Em um país que viveu em guerra durante mais de duas décadas, frequentemente a força militar é uma das poucas oportunidades econômicas viáveis para os homens jovens. Muitas das crianças que o Unicef e seus aliados tiram das fileiras militares seguiram esse padrão, buscando um lugar em uma milícia para dar segurança financeira às suas famílias. Um dos grandes desafios dessa agência da ONU é dar oportunidades que estimulem as crianças que abandonam essas forças.
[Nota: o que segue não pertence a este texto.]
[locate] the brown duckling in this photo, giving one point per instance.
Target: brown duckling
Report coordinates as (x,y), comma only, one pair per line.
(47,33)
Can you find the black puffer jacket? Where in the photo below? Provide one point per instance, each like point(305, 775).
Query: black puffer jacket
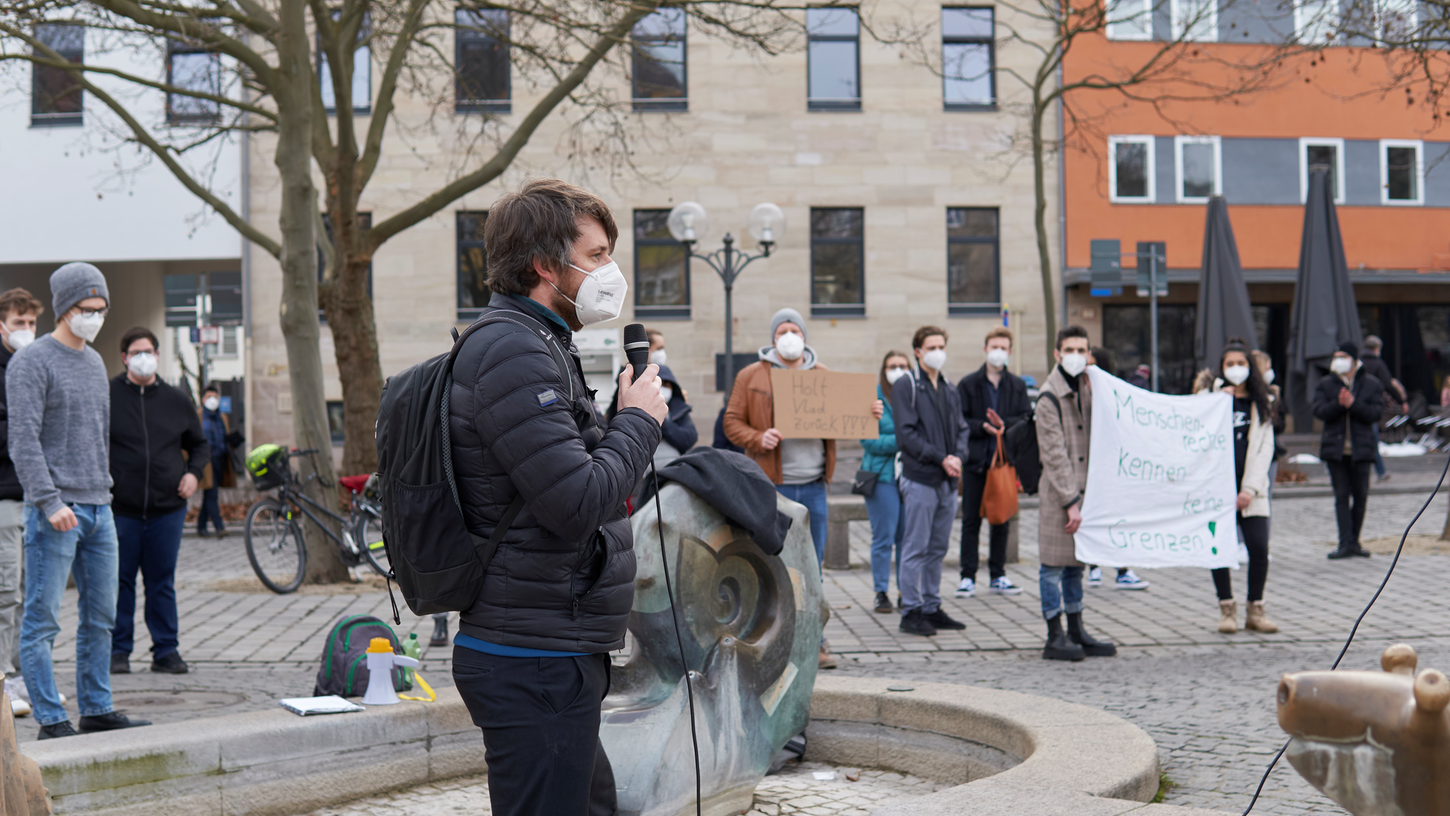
point(563, 579)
Após a realização das novas rodadas de liberação, será dada aos jovens a oportunidade de escolher entre ir à escola ou aprender um ofício. O limitado mercado de trabalho propicia que os jovens de mais idade se sintam incentivados a aprender habilidades como carpintaria, que tem cada vez maior demanda em localidades de rápido crescimento. No futuro lhes serão ensinadas duas habilidades, caso a primeira não seja rentável.
O Unicef e outras organizações também trabalham para dar incentivos a fim de impedir que as crianças-soldado voltem a se alistar. Ibrahim mencionou um projeto de criação de gado em que os rapazes recebem uma cabra para criar. Se o programa funcionar, os incentivos serão “significativos”, afirmou. O novo plano de ação para o Sudão do Sul foi assinado oficialmente em 16 de março pelo Ministério da Defesa, pela força de paz da ONU no país e pela representante especial do secretário-geral para a Questão das Crianças e dos Conflitos Armados, Radhika Coomaraswamy.
Desde que ficou independente no ano passado, o Sudão do Sul experimentou episódios esporádicos de violência em todo seu território. No norte, se mantêm as hostilidades com o Sudão. E em outras partes, especialmente no estado de Jonglei, há conflitos intertribais pelos direitos à terra e ao gado. Coomaraswamy informou que a maior parte das crianças-soldado do país estão no norte, onde a violência foi mais consistente.
O Sudão do Sul está na lista da ONU muito antes de sua independência, em julho de 2011. Em 2006, um Acordo Exaustivo de Paz foi assinado entre o norte e o sul do Sudão, pondo fim a décadas de enfrentamentos e cimentando o caminho para a independência sul-sudanesa. Nesse momento, o SPLA se comprometeu com um plano de ação para liberar suas crianças-soldado, embora não o tenha cumprido totalmente. Em 2009, as organizações de vigilância não haviam encontrado crianças-soldado em fileiras centrais do SPLA, embora ainda existissem nas milícias.
Segundo Coomaraswamy, o renovado compromisso do país procede do “poder da lista” e da pressão dos sócios internacionais. E, embora a ONU nunca tenha punido o Sudão do Sul pela inclusão nesta lista, a representante declarou que sempre havia a possibilidade de que isto ocorresse. A República Democrática do Congo, por exemplo, sofreu sanções por figurar na lista. Seu escritório negocia atualmente com a República Democrática do Congo, com a Birmânia e com a Somália, os únicos governos militares que ainda não assinaram um plano de ação.
* Andrew Green informa do Sudão do Sul no contexto de uma bolsa do International Reporting Project, um programa de jornalismo independente com sede em Washington, Estados Unidos.